Political history created as Heavin becomes first Green Party District Mayor

A piece of local political history was created within the surrounds of the civic centre on Monday afternoon as Louise Heavin became the first Green Party councillor to be elected Mayor of Athlone-Moate Municipal District.

Serving her inaugural five year term as an elected representative, Cllr Heavin was proposed for the role by Cllr Aengus O’Rourke, who described the new Mayor as a councillor with a “strong voice who is certain to be undaunted by the role”. Cllr O’Rourke’s proposal was seconded by Cllr Liam McDaniel and with no additional candidate proposed for the role, Cllr Heavin accepted the chain of office from outgoing Mayor, Cllr Vinny McCormack.

Addressing the council chamber following her first citizen election, Cllr Heavin expressed her honour at being chosen by her fellow councillors to serve the role of Mayor during her first term as an elected representative for the Athlone-Moate Municipal District. The Green Party councillor also afforded much gratitude to her family members and friends, many of whom had gathered in the council chamber to witness such an auspicious occasion.

“Some of my family and friends are here with me today. This day is for them too as they have been my main supporters over the past few years. I couldn’t have imagined when I put myself forward as the Green Party candidate some five years ago that I would now be sitting here as Mayor. I’m incredibly honoured,” Cllr Heavin stated.

The Mayor noted that the Athlone-Moate Municipal District had shaped her as a person from her childhood days to her current status as elected representative.

“The District has greatly shaped me as a person, growing up in my Mount Temple home, going to secondary school in Moate and spending each weekend in my father’s shop in Golden Island. I saw Athlone town grow and develop in a big way over those years and it sparked my interest in construction and the built environment, in fact there was a sketch of this very building in the portfolio for my architecture school. It’s quite poetic really,” Cllr Heavin added.

Looking towards the future and her year as first citizen, Cllr Heavin echoed positive tones pertaining to the development of Athlone and the wider District.

“In this coming year we will see the finalisation and adoption of the joint urban area plan for Athlone, a big and important piece of work that will shape the direction of development for the town. It was while in architecture school in Dundee that I learned about sustainable development, the carbon impact of building, so it’s important that we build once and build right and if we get it wrong, we don’t demolish and start again, we creatively adapt and reuse.

“I was at the opening of Mount Temple Hall recently, a fine example of building adaptation and reuse, but it takes hard work of volunteers, imagination and support from the council for such projects to be realised. I hope to support other projects like this over the coming year, such as the town and village project in Moate, the Croi Conaithe scheme to bring derelict buildings back to life in towns such as Kilbeggan, support the work on the regeneration of Connaught Street, the community group that are energised to see real change which celebrates the historic urban environment of Athlone.

“Towns originally developed as places for people in which to live, work and shop. We are learning more about sustainability, climate change and placemaking and over the next year I hope to see this further embedded in the town. I hope to see more town centre adjacent housing, helping alleviate the chronic housing shortage we are experiencing.

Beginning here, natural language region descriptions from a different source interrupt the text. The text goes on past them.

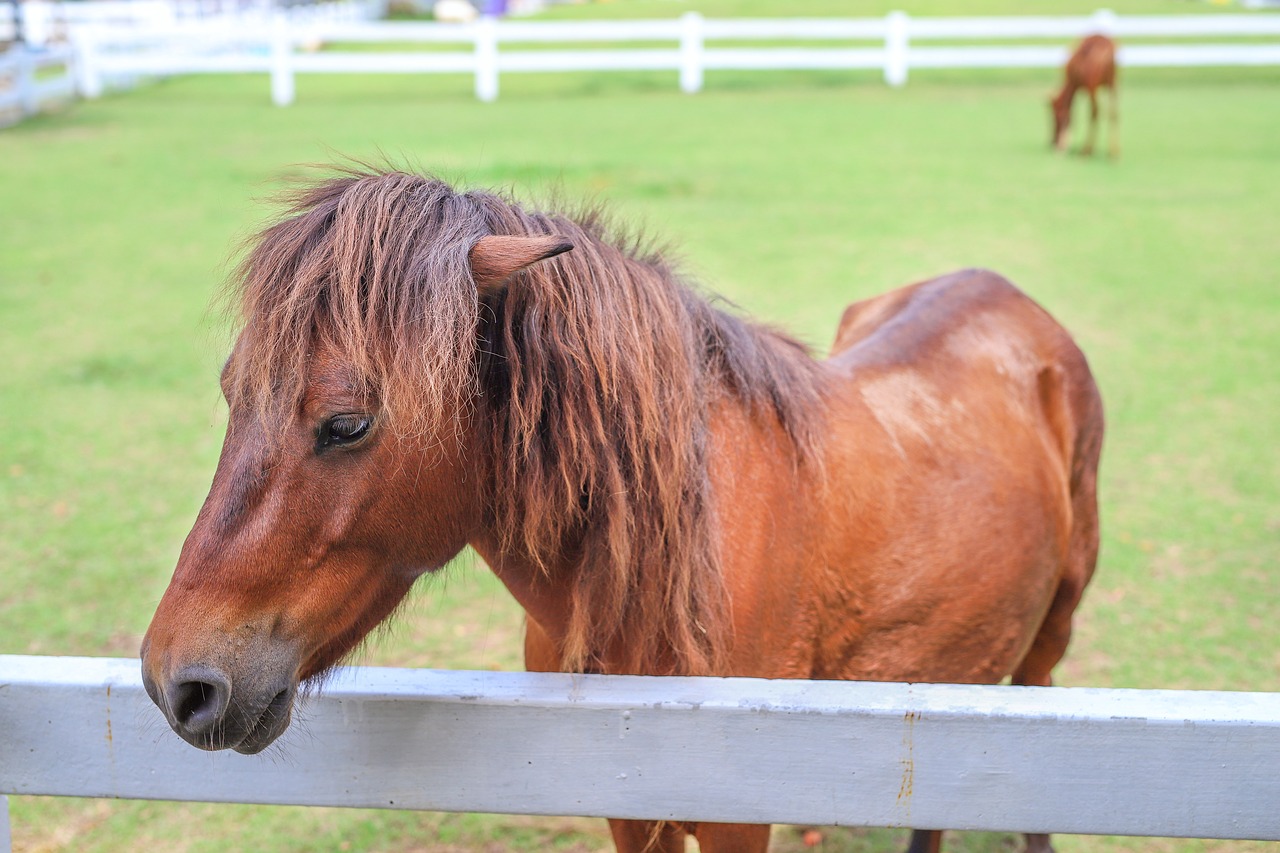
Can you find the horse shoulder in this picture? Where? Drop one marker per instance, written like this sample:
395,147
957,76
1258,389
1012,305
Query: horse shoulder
954,413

“Athlone is the perfect size for cycling around, there are signs that people are catching on to this and as we improve the cycling infrastructure, I hope we see more and more people, ‘take to the rothar’. We also need to work on our street enhancement, realising the great plans drawn up for Sean Costello Street and the Castle and making new ones for Market Square, Connaught Street and Wandsboro Park,” the Mayor continued.

Concluding her address, the Mayor afforded further appreciation to those who have supported her in her local political career to date.

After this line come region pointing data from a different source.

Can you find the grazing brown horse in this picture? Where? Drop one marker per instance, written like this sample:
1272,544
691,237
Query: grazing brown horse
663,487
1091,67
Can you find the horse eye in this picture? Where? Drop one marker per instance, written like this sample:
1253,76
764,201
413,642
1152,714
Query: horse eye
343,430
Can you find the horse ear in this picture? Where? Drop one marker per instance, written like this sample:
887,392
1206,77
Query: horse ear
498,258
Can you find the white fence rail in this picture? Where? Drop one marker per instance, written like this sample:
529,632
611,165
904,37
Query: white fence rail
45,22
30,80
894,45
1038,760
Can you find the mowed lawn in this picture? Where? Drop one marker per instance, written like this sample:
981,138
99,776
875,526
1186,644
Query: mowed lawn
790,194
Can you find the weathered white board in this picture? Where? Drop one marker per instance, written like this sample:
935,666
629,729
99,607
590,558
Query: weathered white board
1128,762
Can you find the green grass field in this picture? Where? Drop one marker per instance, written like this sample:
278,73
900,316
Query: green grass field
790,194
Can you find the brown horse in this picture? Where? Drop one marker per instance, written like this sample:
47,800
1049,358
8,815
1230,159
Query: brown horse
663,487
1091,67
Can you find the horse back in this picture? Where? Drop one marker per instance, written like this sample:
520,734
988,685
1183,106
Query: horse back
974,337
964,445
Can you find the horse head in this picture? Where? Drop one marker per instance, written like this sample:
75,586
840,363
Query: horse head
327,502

“I wish to express my gratitude further, particularly to my fellow councillors and the the council executive that has supported the ideas. You have been quick to pick up the phone or return a call when I’ve been looking for advice and guidance. It’s not easy being a minority both in terms of my gender and sometimes my political viewpoint. Having different perspectives is important in politics, where we discuss different views and come to agreements and I appreciate the respect and courtesy I have been shown.

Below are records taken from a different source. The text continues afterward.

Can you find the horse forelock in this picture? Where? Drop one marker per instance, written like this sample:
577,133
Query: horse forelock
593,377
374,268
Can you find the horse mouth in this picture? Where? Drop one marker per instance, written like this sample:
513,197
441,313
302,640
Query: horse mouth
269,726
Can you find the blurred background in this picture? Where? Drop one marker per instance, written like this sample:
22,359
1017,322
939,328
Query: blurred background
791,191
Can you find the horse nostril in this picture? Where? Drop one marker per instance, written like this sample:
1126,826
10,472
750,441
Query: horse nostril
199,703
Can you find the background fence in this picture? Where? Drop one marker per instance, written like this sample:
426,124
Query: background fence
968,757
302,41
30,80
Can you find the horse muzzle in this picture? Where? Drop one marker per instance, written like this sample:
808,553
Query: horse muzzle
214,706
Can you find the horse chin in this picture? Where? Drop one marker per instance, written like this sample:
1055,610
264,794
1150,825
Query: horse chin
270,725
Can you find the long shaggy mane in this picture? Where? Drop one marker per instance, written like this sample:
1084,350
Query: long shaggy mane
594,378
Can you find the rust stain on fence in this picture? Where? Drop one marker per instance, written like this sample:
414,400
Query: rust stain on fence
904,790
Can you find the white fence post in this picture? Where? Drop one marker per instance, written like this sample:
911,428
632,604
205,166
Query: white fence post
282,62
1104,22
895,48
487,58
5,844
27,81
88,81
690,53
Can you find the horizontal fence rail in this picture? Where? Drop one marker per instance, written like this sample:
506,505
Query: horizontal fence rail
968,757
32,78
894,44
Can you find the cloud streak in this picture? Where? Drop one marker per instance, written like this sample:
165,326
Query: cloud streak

“We do need a more balanced table. We are coming into an election year. It’s time for us all to reach out to the community groups we’re involved in and say to other strong community leaders, would you consider running for election? Women have to be asked to run for election. I was asked three times before I decided to put my name on the ballot paper and now I’m privileged to be sitting here before you as Mayor.

“I want to thank the people that have got me there, my mother Rosaleen, my husband Ed, my campaign manager Meabh, my siblings and friends. I would also like to thank you in advance for your support and advice over the coming year,” the Mayor concluded.